Business growth is rarely, if ever, down to luck or good fortune. It is a result of providing goods and services that meet the needs of customers; that add value, make their lives easier, improve their bottom line, solve problems and help them move forward. Business is a constantly shifting landscape, and in science marketing, as in life, one of the only constants is change. Being aware of changes that can impact your organization is vital to continued growth as both a brand and business. That’s why marketing research should play a pivotal role in the direction of the organization and how decisions are made.
1. Knowledge Drives Momentum
It’s a total cliché, but an eternal truth is that knowledge is power and can drive momentum in a business. So, having a research strategy and allocating your budget according to your business needs is important. Research covers a wide range of areas and disciplines. However, a core facet is this: The more research knowledge you have at your fingertips, the greater depth of view you have across the areas of interest that were identified.
Conducting research can add real value to business strategy and empower data-supported decision making. For example, understanding the markets that an organization operates in – the potential impact of changes, the opportunities they present and potential threats to be aware of – can help marketers make informed decisions and gain or maintain operational advantages, among other things.
Investing in meaningful targeted data is the only way to truly have accurate, current, and contextual awareness. By researching your competition, for example, you can gain a wealth of usable data to build intelligence about their comparative strengths and weaknesses. Research is also a very useful tool for tracking trends. Trend tracking research can reveal what competitors are doing and which of their products and features customers are drawn to.

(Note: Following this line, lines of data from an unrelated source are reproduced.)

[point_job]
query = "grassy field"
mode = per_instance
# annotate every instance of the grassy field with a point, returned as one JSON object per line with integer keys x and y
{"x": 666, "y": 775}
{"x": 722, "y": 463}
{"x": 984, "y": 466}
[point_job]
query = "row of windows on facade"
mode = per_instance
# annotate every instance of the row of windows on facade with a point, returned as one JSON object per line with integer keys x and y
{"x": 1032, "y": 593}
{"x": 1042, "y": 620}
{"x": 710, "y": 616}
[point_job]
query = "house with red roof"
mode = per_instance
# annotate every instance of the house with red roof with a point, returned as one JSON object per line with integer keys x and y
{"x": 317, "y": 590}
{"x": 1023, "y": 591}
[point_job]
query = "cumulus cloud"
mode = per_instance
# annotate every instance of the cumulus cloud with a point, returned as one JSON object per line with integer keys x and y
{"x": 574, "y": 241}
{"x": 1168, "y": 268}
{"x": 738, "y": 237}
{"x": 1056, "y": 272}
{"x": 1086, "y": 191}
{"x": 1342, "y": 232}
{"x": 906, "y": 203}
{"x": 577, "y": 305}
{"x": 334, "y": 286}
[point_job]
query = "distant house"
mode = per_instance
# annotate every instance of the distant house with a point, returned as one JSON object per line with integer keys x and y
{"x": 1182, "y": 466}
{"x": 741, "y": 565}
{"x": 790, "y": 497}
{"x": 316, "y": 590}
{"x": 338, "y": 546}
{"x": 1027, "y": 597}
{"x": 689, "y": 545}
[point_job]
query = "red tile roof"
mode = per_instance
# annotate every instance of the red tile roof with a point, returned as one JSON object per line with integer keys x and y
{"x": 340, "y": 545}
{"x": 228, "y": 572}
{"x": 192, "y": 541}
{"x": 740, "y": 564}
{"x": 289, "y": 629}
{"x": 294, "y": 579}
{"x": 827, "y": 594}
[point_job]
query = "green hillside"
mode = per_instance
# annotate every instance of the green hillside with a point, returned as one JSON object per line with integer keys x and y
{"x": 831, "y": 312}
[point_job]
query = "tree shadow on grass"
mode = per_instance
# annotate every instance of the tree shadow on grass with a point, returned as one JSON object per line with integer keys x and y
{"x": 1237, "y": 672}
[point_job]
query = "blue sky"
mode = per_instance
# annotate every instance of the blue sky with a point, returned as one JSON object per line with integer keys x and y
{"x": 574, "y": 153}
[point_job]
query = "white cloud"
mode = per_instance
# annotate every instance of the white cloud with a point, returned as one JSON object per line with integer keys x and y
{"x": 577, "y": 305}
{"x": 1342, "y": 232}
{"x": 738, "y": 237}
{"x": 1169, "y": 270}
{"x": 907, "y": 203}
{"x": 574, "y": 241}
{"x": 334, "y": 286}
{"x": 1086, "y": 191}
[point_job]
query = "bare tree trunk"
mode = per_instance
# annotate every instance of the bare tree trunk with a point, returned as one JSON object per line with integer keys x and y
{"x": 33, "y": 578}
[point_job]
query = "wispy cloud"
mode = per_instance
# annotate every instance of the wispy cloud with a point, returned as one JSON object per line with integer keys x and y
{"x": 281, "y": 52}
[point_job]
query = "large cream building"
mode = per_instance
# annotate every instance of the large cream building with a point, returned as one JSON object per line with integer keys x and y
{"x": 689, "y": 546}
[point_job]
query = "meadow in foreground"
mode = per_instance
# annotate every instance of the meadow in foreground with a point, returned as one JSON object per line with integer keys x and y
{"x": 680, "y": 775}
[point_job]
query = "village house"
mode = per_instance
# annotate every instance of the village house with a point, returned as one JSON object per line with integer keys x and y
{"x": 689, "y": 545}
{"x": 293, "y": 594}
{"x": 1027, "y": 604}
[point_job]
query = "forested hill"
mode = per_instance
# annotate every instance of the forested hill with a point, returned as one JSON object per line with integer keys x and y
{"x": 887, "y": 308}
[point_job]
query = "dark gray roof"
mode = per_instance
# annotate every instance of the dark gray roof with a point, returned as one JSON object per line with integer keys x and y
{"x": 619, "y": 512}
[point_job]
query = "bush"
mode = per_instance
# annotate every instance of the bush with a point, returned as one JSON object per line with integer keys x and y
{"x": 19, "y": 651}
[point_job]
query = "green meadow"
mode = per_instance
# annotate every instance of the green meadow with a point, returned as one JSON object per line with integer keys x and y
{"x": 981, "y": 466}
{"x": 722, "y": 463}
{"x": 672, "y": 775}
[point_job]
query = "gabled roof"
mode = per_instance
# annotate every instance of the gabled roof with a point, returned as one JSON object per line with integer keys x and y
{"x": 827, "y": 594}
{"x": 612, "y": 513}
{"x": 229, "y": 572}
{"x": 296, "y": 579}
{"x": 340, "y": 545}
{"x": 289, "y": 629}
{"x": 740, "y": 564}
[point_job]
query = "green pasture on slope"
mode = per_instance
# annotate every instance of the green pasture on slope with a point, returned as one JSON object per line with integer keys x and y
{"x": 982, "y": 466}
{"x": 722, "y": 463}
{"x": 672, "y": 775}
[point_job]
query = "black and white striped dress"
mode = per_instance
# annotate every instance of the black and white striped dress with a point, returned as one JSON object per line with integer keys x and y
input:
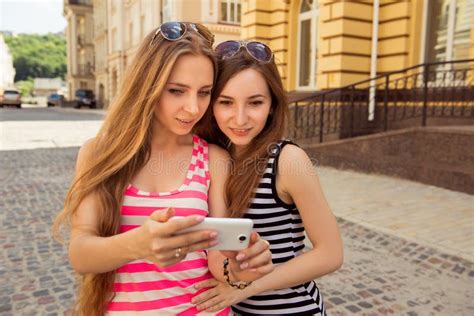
{"x": 281, "y": 225}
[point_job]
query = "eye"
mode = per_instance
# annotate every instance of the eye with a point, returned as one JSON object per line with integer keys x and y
{"x": 256, "y": 102}
{"x": 175, "y": 91}
{"x": 225, "y": 102}
{"x": 205, "y": 93}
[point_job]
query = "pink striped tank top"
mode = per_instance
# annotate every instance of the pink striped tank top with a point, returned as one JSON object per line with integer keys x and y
{"x": 143, "y": 288}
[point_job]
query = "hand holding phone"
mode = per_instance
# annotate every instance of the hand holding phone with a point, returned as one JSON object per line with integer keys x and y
{"x": 232, "y": 233}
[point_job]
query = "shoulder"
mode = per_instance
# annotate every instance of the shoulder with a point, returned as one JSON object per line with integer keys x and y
{"x": 219, "y": 161}
{"x": 293, "y": 161}
{"x": 84, "y": 155}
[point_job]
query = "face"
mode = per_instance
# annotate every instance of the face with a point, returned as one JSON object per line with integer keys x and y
{"x": 242, "y": 108}
{"x": 186, "y": 95}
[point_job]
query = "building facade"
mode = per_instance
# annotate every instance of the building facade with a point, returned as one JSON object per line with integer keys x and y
{"x": 117, "y": 28}
{"x": 7, "y": 71}
{"x": 80, "y": 45}
{"x": 328, "y": 44}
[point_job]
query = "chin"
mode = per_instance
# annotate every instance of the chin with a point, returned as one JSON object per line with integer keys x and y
{"x": 240, "y": 142}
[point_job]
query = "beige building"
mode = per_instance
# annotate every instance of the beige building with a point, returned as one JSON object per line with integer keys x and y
{"x": 117, "y": 28}
{"x": 7, "y": 72}
{"x": 321, "y": 44}
{"x": 80, "y": 45}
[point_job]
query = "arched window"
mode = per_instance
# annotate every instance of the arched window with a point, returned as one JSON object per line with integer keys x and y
{"x": 307, "y": 44}
{"x": 447, "y": 30}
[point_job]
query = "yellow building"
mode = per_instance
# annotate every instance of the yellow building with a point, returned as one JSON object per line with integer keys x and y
{"x": 327, "y": 44}
{"x": 80, "y": 45}
{"x": 119, "y": 26}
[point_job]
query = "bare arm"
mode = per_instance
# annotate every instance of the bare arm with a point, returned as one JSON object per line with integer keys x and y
{"x": 219, "y": 168}
{"x": 299, "y": 180}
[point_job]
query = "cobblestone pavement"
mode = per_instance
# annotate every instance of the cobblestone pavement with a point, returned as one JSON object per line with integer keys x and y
{"x": 382, "y": 274}
{"x": 426, "y": 214}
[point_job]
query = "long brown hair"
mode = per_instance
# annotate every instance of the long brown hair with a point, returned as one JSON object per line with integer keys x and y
{"x": 249, "y": 164}
{"x": 121, "y": 148}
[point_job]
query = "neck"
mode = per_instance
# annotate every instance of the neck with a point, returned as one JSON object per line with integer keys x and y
{"x": 165, "y": 140}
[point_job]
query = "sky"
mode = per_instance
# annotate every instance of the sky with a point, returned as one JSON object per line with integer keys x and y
{"x": 32, "y": 16}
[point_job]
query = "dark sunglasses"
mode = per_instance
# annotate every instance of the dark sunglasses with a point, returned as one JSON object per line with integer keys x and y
{"x": 174, "y": 31}
{"x": 257, "y": 50}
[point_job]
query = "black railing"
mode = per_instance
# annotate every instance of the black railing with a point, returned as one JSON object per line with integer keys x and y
{"x": 85, "y": 70}
{"x": 428, "y": 93}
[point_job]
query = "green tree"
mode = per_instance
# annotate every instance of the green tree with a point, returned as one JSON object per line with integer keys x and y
{"x": 38, "y": 55}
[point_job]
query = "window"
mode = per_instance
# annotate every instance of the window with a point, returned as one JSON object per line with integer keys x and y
{"x": 230, "y": 11}
{"x": 448, "y": 30}
{"x": 307, "y": 44}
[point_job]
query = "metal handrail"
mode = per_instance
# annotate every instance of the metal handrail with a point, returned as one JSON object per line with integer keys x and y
{"x": 439, "y": 90}
{"x": 318, "y": 93}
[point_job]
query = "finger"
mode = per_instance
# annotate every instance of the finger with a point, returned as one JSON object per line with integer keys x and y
{"x": 188, "y": 239}
{"x": 177, "y": 224}
{"x": 229, "y": 254}
{"x": 205, "y": 284}
{"x": 219, "y": 306}
{"x": 202, "y": 245}
{"x": 266, "y": 268}
{"x": 260, "y": 260}
{"x": 253, "y": 250}
{"x": 209, "y": 303}
{"x": 162, "y": 215}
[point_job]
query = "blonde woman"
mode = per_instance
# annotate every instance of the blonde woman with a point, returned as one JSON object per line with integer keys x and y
{"x": 145, "y": 166}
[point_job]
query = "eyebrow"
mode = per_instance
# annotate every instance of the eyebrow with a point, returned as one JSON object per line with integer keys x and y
{"x": 251, "y": 97}
{"x": 186, "y": 86}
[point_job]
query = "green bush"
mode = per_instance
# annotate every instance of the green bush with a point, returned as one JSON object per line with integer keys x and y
{"x": 38, "y": 56}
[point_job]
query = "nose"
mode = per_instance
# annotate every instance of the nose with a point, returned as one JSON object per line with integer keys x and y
{"x": 241, "y": 116}
{"x": 192, "y": 105}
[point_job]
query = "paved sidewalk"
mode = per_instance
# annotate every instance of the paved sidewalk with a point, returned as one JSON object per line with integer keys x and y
{"x": 425, "y": 214}
{"x": 382, "y": 274}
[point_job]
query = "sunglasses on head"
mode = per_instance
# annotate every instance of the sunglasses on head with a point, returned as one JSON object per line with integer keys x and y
{"x": 257, "y": 50}
{"x": 174, "y": 31}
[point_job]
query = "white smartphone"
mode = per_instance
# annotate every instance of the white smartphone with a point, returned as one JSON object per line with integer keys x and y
{"x": 233, "y": 233}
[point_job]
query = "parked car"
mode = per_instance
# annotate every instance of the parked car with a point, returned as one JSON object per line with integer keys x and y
{"x": 11, "y": 97}
{"x": 84, "y": 97}
{"x": 55, "y": 99}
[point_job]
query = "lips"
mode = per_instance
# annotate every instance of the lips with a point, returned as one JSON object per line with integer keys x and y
{"x": 187, "y": 122}
{"x": 240, "y": 131}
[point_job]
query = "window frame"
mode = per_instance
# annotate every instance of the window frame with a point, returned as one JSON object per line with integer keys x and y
{"x": 236, "y": 4}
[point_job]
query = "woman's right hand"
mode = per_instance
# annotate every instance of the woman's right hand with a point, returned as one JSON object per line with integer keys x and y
{"x": 159, "y": 242}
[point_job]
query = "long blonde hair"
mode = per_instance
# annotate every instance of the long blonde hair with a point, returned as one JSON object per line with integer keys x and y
{"x": 121, "y": 148}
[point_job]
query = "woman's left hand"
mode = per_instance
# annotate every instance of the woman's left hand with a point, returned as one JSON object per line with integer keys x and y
{"x": 253, "y": 262}
{"x": 219, "y": 296}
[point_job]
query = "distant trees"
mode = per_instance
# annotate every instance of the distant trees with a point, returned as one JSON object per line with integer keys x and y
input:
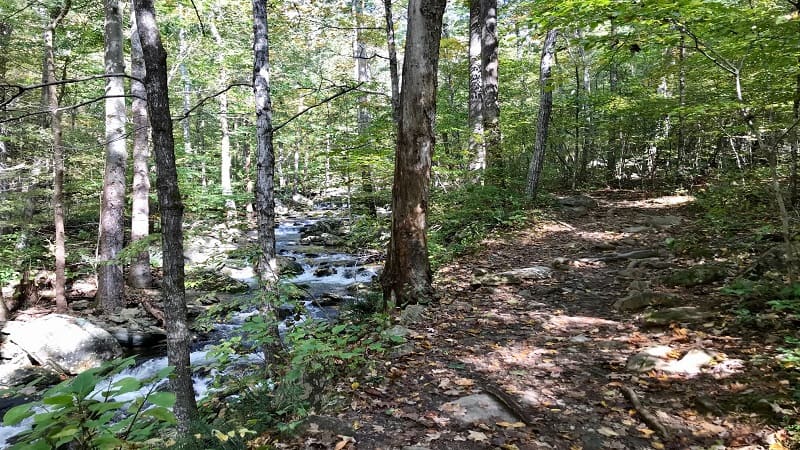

When it comes to allocating marketing spend, research data can give you valuable insights into determining the best marketing channels to activate, and which are most effective by customer type and location. Having a more data-supported and informed marketing strategy means that the potential ROI of spend can be more readily optimized. Knowing where customers get their information from, in which format, and when is the best time to target them, provides useful guidance that can underpin marketing strategy.
2. Research Can Support Customer-Centricity
Understanding your customers through comprehensive research can be a key differentiator that gives your business a distinct competitive advantage in the market. It can provide a platform to communicate with customers more effectively that the competition. By speaking in language that resonates with them, your organization can become a customer-centric business.
Customers’ pain points, opportunities and needs always evolve. Organizations need to be able to flex and optimize the way they communicate accordingly, based on researched customer trends. Polling customer opinions and choices and understanding their needs, desires, habits, motivations, and interests can generate valuable data that can be leveraged to more effectively target and appeal to them.
In a LinkedIn article, Laurie P. Smith, Director & Lead Facilitator in Customer-Centricity strategy and training at ADVANCE L&D, writes that “companies that are customer-centric are 60% more profitable.” The reasons for doing research in this area if pretty compelling.
Customer research can also be segmented to create different personas. Segmentation can be based on a number of factors including, product purchase, demographic, customer size and/or spend, or geographic location.
These personas will share many traits but also have unique ones, so can be targeted via distinct individualized campaigns.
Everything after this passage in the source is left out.